Dry Cleaning, “John Wick”, in https://www.youtube.com/watch?v=yKiaHxYaVqs

O pesado peso que precede uma fama confere direitos de outro modo banidos à vulgar pessoa. É o desmentido (não oficial) da igualdade. 

Noutros haverá atitudes que soam a descaramento, inadmissíveis que se tornam ao olhar vulgar. Aos pesos pesados tudo se consente. Com a ajuda de hermeneutas que dedicam os seus melhores esforços a agilizar teorias complexas que provam a normalidade do comportamento que seria soez se não tivesse partido de um peso pesado. A pose senatorial e o reconhecimento consensual cuidam do resto. Cuidam, sobretudo, de normalizar o que nos demais seria motivo de áspera censura.

Aos pesos pesados são devidas deferências. Terão oferecido um contributo inestimável para a edificação social. O que os torna credores do respeito dos restantes, elevando-os a um olimpo que os endossa para um panteão significativo onde só os eleitos têm lugar. Aos outros, inapelavelmente situados na base da pirâmide, destina-se a imperativa vassalagem aos pesos pesados. Que se tornam cada vez mais pesados com o andar da idade – pois a meias com este viés vinga o convencimento de que a idade é um posto.

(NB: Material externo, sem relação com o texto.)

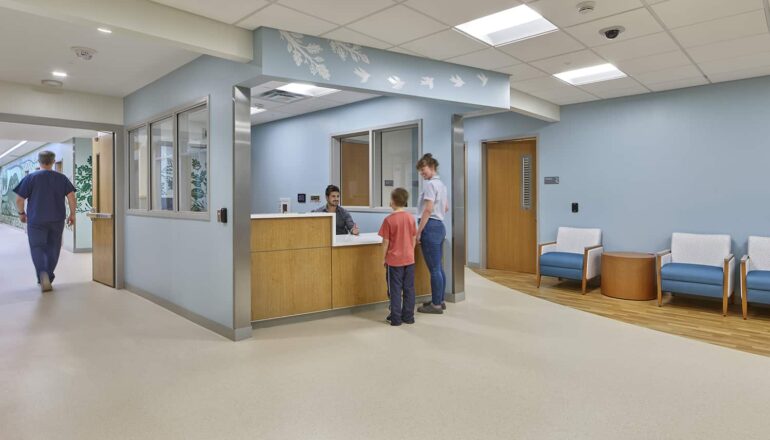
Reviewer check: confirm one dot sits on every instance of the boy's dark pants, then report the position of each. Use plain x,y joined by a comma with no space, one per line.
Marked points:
401,279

A um peso pesado não se pede corroboração das ideias ou das palavras. O estatuto garante que essas ideias ou palavras são inatacáveis. Ganham uma espessura de verdade, com a cumplicidade de quem os pajeia. Talvez por o saberem, os pesos pesados servem-se do estatuto e da pose senatorial para arrogantemente se colocarem três degraus acima do demais. Dizem; e ao dizerem, são incontestáveis. Porventura o consenso emergente (o que quer que isso seja) considera-os inabaláveis em virtude do seu pesado peso, que os torna inamovíveis. Os elefantes não se carregam com o músculo de um braço. Tornam-se avidamente desastrados se os deixarem andar à solta no nosso frágil palco composto por porcelanas. E nós aplaudimos quando eles estilhaçam a louça em palco.

Os pesos pesados desmentem a frugalidade dos pressupostos e a humildade das proclamações. Os imperativos categóricos são contestados pelo diamante em bruto da filosofia. Ao que parece, a filosofia desconhece os pesos pesados e quão pesados esses pesos são. De outro modo, a filosofia aprenderia que não se ergue uma vírgula de contestação aos pesos pesados. A última coisa de que precisam, é de uma dieta gnosiológica – sob pena serem levados em mão até ao bordão da extinção.

Este seria o destino que melhor quadrava com o mais inestimável serviço que os pesos pesados podiam prestar.